Don’t Judge Me, Bro

The United States’ recent competition in the Winter Olympics highlighted the need for an informed and critical eye to assess the performance of the competitors. Our sojourn in Sochi produced 28 total medals, including 9 golds; the host nation collected the greatest total – 33 – with 13 golds. Though I had no idea what was meant by a “half-pipe, 780 hoopa-loopa,” I remember when Olga Korbut and Mary Lou Retton would “stick the landing.” Whatever our views about the judgments of the judges in events such as figure skating and ice dancing, alpine and freestyle skiing and snowboarding, we accept that someone – a judge – needs to grade the performance.
In the popular culture of these days, we have people who claim that they don’t want to be “judged.” The problem for most of us is defining what it means to “judge.” According to my Shorter Oxford English Dictionary, the definition of “judge” as a verb includes “Pronounce sentence on,” as well as “Form an opinion about … so as to arrive at a correct notion …” We make daily judgments as a way of ordering our lives. From choosing fresh fruit to deciding whether or not to have children, we have to review, assess and weigh information that can help us make decisions, great and small. But for some people, “Don’t judge me” has come to mean, “Do not find fault with my behavior or position.”
These are contentious times, where differences in political opinion can no longer be calmly discussed and there can be no agreement to disagree, a time when “nobody’s right because everybody’s wrong.” Some people would contend that we live in a too permissive time, where the young have greater expectations than commitment to achieve them, and just want to be free to do what pleases them without being “judged.” Those same people believe in the concept of “the good old days,” when there were no irritants and impediments to fruitful living and everyone worked for what he received. I contend that there were never any “good old days,” but just different days. And throughout time, we have resented criticism of our behavior.
Just as have many other people, I have faced difficult choices for a large chunk of my life. I also have a broad cross section of decisions made: good, bad, semi-good, tremendously bad, sorta OK, and goofy. But when I have been caught sideways of social acceptance, I did not implore anyone to avoid making a judgment of my behavior. (Although when I was a child, I was fervently hopeful that I would not be beaten to death.) When the Donner party was faced with death by starvation, they solved the problem in a way that the larger and more well fed community found repugnant. But I do not think that they ever demanded that no one “judge” them. (Aside: were they the originators of the phrase, “A man’s gotta eat?”)

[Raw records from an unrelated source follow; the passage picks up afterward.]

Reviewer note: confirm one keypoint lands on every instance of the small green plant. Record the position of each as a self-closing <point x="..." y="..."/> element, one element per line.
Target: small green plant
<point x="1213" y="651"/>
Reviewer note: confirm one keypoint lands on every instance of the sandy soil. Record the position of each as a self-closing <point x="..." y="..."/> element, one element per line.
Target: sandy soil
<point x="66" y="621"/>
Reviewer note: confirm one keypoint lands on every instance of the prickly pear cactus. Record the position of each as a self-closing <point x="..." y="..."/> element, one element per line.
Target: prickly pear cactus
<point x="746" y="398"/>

My eldest child is fond of telling people that her parents were “hippies.” She makes this judgment of her parents based on the fact that they made up a name for her that had a mathematical symbol as a component, did not buy shoes for her until she was 2 years old, and lived in Los Angeles when she was conceived. What judgment should we make of her judgment of her parents? Were they “hippies,” or imaginative thinkers?
In our lives, we make choices based on many pieces of information we have absorbed. Whether or not those decisions prove to be socially acceptable, we have made them, and cannot then say, “Don’t judge me, bro.”